The Court granted Shiloh interim approval to access up to $18.1 million of the $123.5 million in committed debtor-in-possession (“DIP”) financing from its existing lenders, consisting of approximately $23.5 million new money subfacility and a roll-up of approximately $100 million of commitments under the Company’s existing revolving credit facility, which, combined with cash generated from the Company’s ongoing operations, will be used to support the business throughout the sale process. Among other things, the Court has authorized the Company to continue to pay employee wages and benefits without interruption, honor customer commitments and otherwise manage its day-to-day operations in the ordinary course through the court-supervised sale process.
“We are pleased to have received the Court authorization we need to continue our operations during the sale process,” said Cloyd J. Abruzzo, Interim chief executive officer of Shiloh. “As we move through this process, we look forward to continuing to serve our customers and meet their needs as the automotive industry recovers from the COVID-19 pandemic. I would also like to thank our employees for their continued dedication to our company.”
As previously announced, Shiloh entered into a stalking horse stock and asset purchase agreement with Grouper Holdings, LLC (“Grouper”), a subsidiary of MiddleGround Capital LLC (“MiddleGround”) pursuant to which Grouper will acquire substantially all of the Company’s assets, including the equity interests of certain of the Company’s direct and indirect subsidiaries for an aggregate consideration of $218 million in cash, subject to working capital and net debt adjustments, and assumption of certain liabilities of the Company. To facilitate the sale, the Company and certain of its U.S. subsidiaries filed voluntary petitions under Chapter 11 of the U.S. Bankruptcy Code for the District of Delaware.
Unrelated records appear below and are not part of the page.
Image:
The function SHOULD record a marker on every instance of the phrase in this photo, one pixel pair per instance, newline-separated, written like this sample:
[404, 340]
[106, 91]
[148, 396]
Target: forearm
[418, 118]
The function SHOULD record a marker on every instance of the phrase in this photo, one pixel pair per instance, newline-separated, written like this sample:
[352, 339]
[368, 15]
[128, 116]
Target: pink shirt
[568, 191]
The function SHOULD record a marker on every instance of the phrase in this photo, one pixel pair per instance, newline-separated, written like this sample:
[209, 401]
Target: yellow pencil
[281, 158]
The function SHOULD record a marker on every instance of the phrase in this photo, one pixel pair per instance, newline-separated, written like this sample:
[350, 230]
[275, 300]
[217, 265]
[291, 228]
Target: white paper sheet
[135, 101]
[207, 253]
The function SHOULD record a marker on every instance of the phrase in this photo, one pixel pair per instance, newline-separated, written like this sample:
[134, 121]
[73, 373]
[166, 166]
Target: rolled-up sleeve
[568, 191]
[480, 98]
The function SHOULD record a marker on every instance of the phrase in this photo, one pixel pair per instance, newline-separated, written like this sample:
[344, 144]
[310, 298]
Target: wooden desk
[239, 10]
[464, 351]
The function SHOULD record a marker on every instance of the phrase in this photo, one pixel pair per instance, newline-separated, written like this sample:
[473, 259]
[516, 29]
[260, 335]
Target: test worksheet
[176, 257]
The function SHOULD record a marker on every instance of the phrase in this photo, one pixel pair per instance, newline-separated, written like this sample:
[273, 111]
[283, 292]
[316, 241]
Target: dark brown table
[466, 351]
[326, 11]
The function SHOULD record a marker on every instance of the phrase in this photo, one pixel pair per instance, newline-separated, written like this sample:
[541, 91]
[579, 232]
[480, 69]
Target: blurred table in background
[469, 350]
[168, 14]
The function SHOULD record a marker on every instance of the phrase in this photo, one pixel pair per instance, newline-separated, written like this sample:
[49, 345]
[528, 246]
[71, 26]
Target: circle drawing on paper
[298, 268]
The transaction is being undertaken pursuant to Section 363 of the U.S. Bankruptcy Code. Accordingly, MiddleGround, via Grouper, is serving as the “stalking horse bidder” in a court-supervised sale process, subject to higher or otherwise better offers, among other conditions.
Shiloh intends to pay its suppliers in full under normal terms for goods and services provided on or after August 30, 2020. The Company intends to work with its suppliers to minimize any disruption resulting from the Chapter 11 filing.